A grande mudança veio com a guerra árabe-israelense de 1967, que coincidiu com um período de intenso ativismo político no campus em relação aos direitos civis e à Guerra do Vietnã. Envolvi-me naturalmente em ambas as frentes, mas, para mim, havia a dificuldade adicional de tentar chamar a atenção para a causa palestina. Após a derrota árabe, houve um vigoroso ressurgimento do nacionalismo palestino, materializado no movimento de resistência localizado principalmente na Jordânia e nos territórios recém-ocupados. Vários amigos e familiares aderiram ao movimento e, quando visitei a Jordânia em 1968, 69 e 70, encontrei-me entre vários contemporâneos com ideias semelhantes. Nos EUA, no entanto, minhas posições políticas foram rejeitadas – com algumas exceções notáveis – tanto por ativistas antiguerra quanto por apoiadores de Martin Luther King. Pela primeira vez, me senti genuinamente dividido entre as novas pressões assertivas da minha origem e língua e as demandas complicadas de uma situação nos EUA que desprezava, na verdade, o que eu tinha a dizer sobre a busca pela justiça palestina — o que era considerado antissemita e nazista.
Em 1972, tirei um ano sabático e aproveitei a oportunidade para passar um ano em Beirute, onde passei a maior parte do meu tempo estudando filologia e literatura árabes, algo que eu nunca havia feito antes, pelo menos não naquele nível, por sentir que havia permitido que a disparidade entre minha identidade adquirida e a cultura na qual nasci e da qual fui removido se tornasse grande demais.

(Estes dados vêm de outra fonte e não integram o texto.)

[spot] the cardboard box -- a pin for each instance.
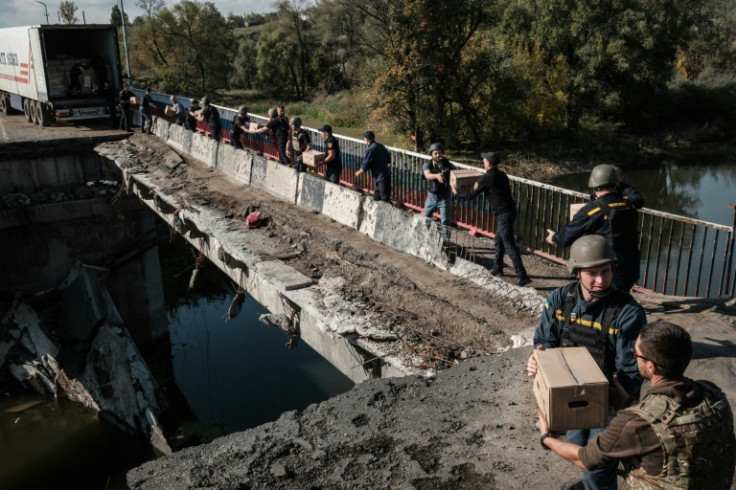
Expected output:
(570, 389)
(464, 179)
(574, 208)
(313, 158)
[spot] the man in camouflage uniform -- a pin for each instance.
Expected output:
(679, 436)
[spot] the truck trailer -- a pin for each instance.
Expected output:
(57, 72)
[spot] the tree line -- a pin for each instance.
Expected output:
(465, 72)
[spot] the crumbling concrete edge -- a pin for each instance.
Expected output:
(296, 297)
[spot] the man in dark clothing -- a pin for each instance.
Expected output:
(279, 125)
(75, 85)
(611, 216)
(194, 112)
(333, 160)
(298, 143)
(377, 159)
(590, 313)
(495, 184)
(630, 193)
(439, 196)
(145, 110)
(109, 96)
(679, 436)
(238, 127)
(126, 113)
(211, 116)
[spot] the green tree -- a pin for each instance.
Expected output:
(620, 53)
(426, 50)
(198, 45)
(115, 17)
(68, 12)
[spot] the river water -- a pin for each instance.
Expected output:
(230, 375)
(702, 191)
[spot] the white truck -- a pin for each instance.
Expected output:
(58, 72)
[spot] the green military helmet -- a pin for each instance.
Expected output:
(436, 146)
(603, 176)
(589, 251)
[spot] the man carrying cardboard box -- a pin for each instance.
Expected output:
(439, 196)
(679, 436)
(495, 184)
(591, 313)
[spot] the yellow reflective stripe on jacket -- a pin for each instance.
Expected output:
(586, 323)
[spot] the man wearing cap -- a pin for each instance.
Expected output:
(145, 110)
(298, 143)
(591, 313)
(495, 184)
(126, 113)
(238, 127)
(377, 159)
(333, 160)
(179, 110)
(611, 216)
(194, 112)
(439, 196)
(211, 116)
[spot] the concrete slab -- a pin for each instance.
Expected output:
(258, 171)
(161, 128)
(344, 205)
(204, 148)
(282, 275)
(311, 192)
(235, 162)
(280, 180)
(180, 138)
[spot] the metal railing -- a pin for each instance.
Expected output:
(680, 256)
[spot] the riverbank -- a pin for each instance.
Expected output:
(471, 427)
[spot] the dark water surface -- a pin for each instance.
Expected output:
(233, 373)
(699, 190)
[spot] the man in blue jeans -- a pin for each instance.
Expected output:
(495, 184)
(437, 174)
(592, 313)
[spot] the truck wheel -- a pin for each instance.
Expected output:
(42, 115)
(27, 110)
(33, 105)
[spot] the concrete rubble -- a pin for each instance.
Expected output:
(91, 358)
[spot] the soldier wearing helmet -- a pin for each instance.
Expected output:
(591, 313)
(679, 436)
(611, 216)
(298, 143)
(238, 127)
(439, 196)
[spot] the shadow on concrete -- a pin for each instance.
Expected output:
(716, 348)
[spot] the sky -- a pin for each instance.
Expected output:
(17, 13)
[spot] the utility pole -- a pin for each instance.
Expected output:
(45, 10)
(125, 40)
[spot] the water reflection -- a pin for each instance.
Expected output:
(696, 190)
(238, 372)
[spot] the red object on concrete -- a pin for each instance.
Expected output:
(253, 219)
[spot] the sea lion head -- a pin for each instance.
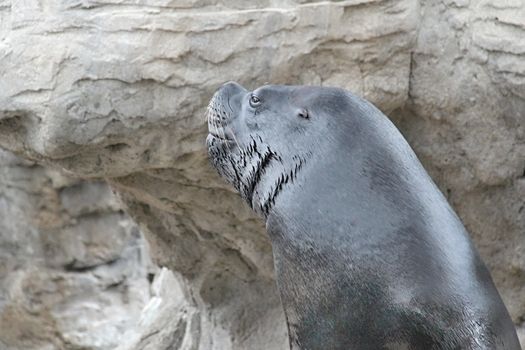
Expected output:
(261, 140)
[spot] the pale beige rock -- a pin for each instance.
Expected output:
(73, 273)
(117, 89)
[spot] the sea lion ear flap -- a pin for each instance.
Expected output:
(303, 113)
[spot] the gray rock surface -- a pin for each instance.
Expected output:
(116, 89)
(73, 267)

Em outras palavras, havia uma necessidade existencial, bem como uma necessidade política, de harmonizar o eu com o outro, pois, à medida que o debate sobre o que antes era chamado de "Oriente Médio" se transformava em um debate entre israelenses e palestinos, fui atraído, ironicamente, tanto pela minha capacidade de falar como acadêmico e intelectual americano quanto pela casualidade do meu nascimento. Em meados da década de 1970, eu estava na posição privilegiada, porém nada invejável, de falar em nome de dois grupos diametralmente opostos: um ocidental e outro árabe.
Desde que me lembro, eu me permitia ficar de fora do guarda-chuva que protegia ou acomodava meus contemporâneos. Se isso acontecia porque eu era genuinamente diferente, objetivamente um outsider, ou porque eu era temperamentalmente um solitário, não sei dizer, mas o fato é que, embora eu concordasse com todos os tipos de rotinas institucionais porque sentia que precisava, algo íntimo em mim resistia a elas. Não sei o que me fazia me conter, mas mesmo quando eu estava miseravelmente solitário ou fora de sincronia com todos os outros, eu me apegava a esse distanciamento íntimo com muita ferocidade. Posso ter invejado amigos cuja língua era uma ou outra, ou que viveram no mesmo lugar a vida toda, ou que se saíram bem em maneiras aceitas, ou que realmente pertenciam, mas não me lembro de alguma vez ter pensado que qualquer uma dessas coisas fosse possível para mim. Não era que eu me considerasse especial, mas sim que eu não me encaixava nas situações em que me encontrava e não estava muito descontente para aceitar esse estado de coisas. Além disso, sempre me senti atraído por autodidatas teimosos, por vários tipos de desajustados intelectuais. Em parte, foi a negligência de seu próprio ângulo peculiar de visão que me atraiu para escritores e artistas como Conrad, Vico, Adorno, Swift, Adonis, Hopkins, Auerbach, Glenn Gould, cujo estilo, ou modo de pensar, era altamente individualista e impossível de imitar, para quem o meio de expressão, fosse música ou palavras, era excentricamente carregado, muito elaborado, autoconsciente no mais alto grau. O que me impressionou neles não foi o mero fato de sua autoinvenção, mas o fato de o empreendimento estar deliberada e meticulosamente localizado dentro de uma história geral que eles haviam escavado ab origine.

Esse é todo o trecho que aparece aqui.